The sad part in all of this is that in the 21st century, the average Christ follower, generally has a mish-mash of belief all rolled into what they consider Christian faith. They may profess a personal relationship with the Authentic and Historic Jesus, but they may deny miracles. They may believe in the Historic Jesus, but may deny His involvement through revealed revelation in their life. They may choose to embrace elements of deism or even theism, but not accept the authority of scripture as to the truth of the Gospel. They may infuse religious practice, the keeping of ordinances, with faith life. They may live as though this world is all that there is, and they may envision heaven as some idea rather than a physical place.

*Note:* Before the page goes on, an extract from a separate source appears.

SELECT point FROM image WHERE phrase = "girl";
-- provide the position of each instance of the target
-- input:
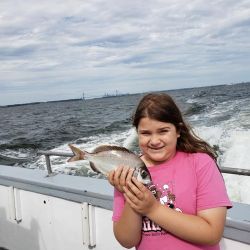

2 Thessalonians 2:3-4 records Paul's encouragement to believers as they consider future events, timings, and the return of Christ. Paul addresses the false belief that said that Jesus had already returned, and he writes to remind the brothers and sisters living in Thessaloniki to wait patiently for the great apostasy which is coming prior to the Lord's return.
"Let no one deceive you by any means; for that Day will not come unless the falling away comes first, and the man of sin is revealed, the son of perdition, who opposes and exalts himself above all that is called God or that is worshiped, so that he sits as God in the temple of God, showing himself that he is God."
There is currently a great apostasy occurring within the Church today. Many people who profess Christ do so with mixed understanding of the truth of Christianity. They simply do not know what it is that they believe, and as such, they are living under the false impression that they are either saved or that they must keep rules, regulations, and religious creeds in order to be saved (permanently).

I believe that one of the reasons why many people profess faith in Christ initially and then fall away is the fact that they are either told that their faith in Christ alone is not sufficient for salvation (Works) OR that once they come to faith in Christ, they must keep an impossible list of behaviors in order to remain saved (Legalism). These two things along with the secularization of our culture have led many people astray. They have infused true doctrine with apostate belief, and as a result, they have served to drive people away from Christ. The problem is that this phenomenon has been occurring since the time of Christ's death. Is salvation through faith in Christ's death, burial, and Resurrection enough? Or must works such as baptism be added as demonstration of belief? In some churches it is taught that before a person can be saved, they must be baptized for salvation to be accepted. There is much debate on this point, on the efficacy of baptism, and whether it is necessary. The problem with these ordinances (the Lord's Supper, confession, etc.) is that the dependency upon them "adds" something to the sufficiency of Christ's atonement. Is His death not enough? Must we do more than accept His free gift?

In the last days, there will be much apostasy. Many people with tenuous faith -- faith predicated on rules and obedience to rules -- will find that they are struggling against the powers of the world, the systems, and the belief that are intent to extinguish the flame of Christianity. Therefore, the way to endure, to remain strong until the end, is to grasp the significance of a personal relationship rather than a personal religion. Religion is an "organized system of beliefs, ceremonies, and rules used to worship a god or a group of gods" (Merriam-Webster). Christianity is the belief in the teaching and works of a person, the person of Jesus Christ. While there are certain ordinances that are associated with Christian faith, symbolic representations of spiritual attributes of faith (such as communion, feet washing, baptism, confession, etc.) these are not "required" for salvation, but rather for building community with other believers.

Therefore, it is vitally necessary for the man or woman who has trust in Jesus for their salvation to know and to recognize what that faith represents. A quick assessment of faith will either determine that it is predicated upon religious adherence to principles or upon a personal relationship with the Creator of the Universe.

The Lord bless you and keep you;
The Lord make his face shine on you and be gracious to you;
The Lord turn his face toward you and give you peace.